3. In Folge verstieß der BF in den Jahren 2017 und 2018 teils erheblich und gröblich gegen die ihm zur Kenntnis gebrachte Hausordnung der zuständigen Bundes-Betreuungsstelle. Im Jahr 2017 erfolgten mehre Meldungen wegen Nachtruhestörungen. So verließ der BF wiederholt seine Unterkunft bzw. die Betreuungsstelle nach 22:00h und kehrte erst spätnachts zurück. Im September 2018 war der BF an einer Sachbeschädigung an der Hausfassade der Betreuungsstelle beteiligt.
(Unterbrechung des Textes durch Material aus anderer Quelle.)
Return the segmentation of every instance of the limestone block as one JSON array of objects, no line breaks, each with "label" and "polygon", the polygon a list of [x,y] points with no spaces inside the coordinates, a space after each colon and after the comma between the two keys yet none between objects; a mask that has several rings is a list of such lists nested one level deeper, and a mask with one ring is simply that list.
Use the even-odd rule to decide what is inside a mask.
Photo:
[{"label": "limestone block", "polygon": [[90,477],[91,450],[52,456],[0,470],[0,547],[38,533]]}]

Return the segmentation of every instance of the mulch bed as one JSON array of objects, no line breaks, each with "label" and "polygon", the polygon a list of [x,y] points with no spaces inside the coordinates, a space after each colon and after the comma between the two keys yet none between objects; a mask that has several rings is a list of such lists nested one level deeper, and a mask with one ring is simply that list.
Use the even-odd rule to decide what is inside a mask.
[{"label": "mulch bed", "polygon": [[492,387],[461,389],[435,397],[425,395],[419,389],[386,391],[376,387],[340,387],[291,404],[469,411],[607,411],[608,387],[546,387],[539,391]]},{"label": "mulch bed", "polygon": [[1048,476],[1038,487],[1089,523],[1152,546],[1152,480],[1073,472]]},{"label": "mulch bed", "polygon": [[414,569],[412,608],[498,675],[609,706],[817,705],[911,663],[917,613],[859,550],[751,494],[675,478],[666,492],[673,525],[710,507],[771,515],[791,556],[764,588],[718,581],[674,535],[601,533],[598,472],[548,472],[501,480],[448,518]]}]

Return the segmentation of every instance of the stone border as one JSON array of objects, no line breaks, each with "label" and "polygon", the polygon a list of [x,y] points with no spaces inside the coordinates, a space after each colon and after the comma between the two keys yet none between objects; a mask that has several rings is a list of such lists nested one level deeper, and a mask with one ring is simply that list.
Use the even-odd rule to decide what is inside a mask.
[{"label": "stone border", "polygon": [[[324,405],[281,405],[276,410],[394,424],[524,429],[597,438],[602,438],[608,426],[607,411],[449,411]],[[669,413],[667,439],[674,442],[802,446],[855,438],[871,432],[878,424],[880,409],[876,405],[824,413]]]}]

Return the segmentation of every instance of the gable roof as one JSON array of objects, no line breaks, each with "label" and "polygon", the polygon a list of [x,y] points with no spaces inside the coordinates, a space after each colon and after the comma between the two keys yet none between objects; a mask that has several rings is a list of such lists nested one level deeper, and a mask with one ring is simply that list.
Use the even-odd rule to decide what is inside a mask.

Im Juli 2018 war der in eine Auseinandersetzung mit einem anderen Asylwerber verwickelt, die zu gegenseitigen Körperverletzungen führte.

4. Am 13.03.2018 wurde der BF wegen dieser Verstöße vom Bundesamt für Fremdenwesen und Asyl (Bundesamt) schriftlich ermahnt, dennoch erfolgten nach diesem Zeitpunkt weitere Vorfälle.

5. Mit dem angefochtenen Bescheid des Bundesamtes vom XXXX 2018 wurde dem BF gemäß § 2 Abs. 4 GVG-B 2005 die gewährte Grundversorgung teilweise eingeschränkt, indem ihm für 2 Monate das Taschengeld nicht gewährt wurde. Dieser Bescheid wurde dem BF am 22.10.2018 zugestellt.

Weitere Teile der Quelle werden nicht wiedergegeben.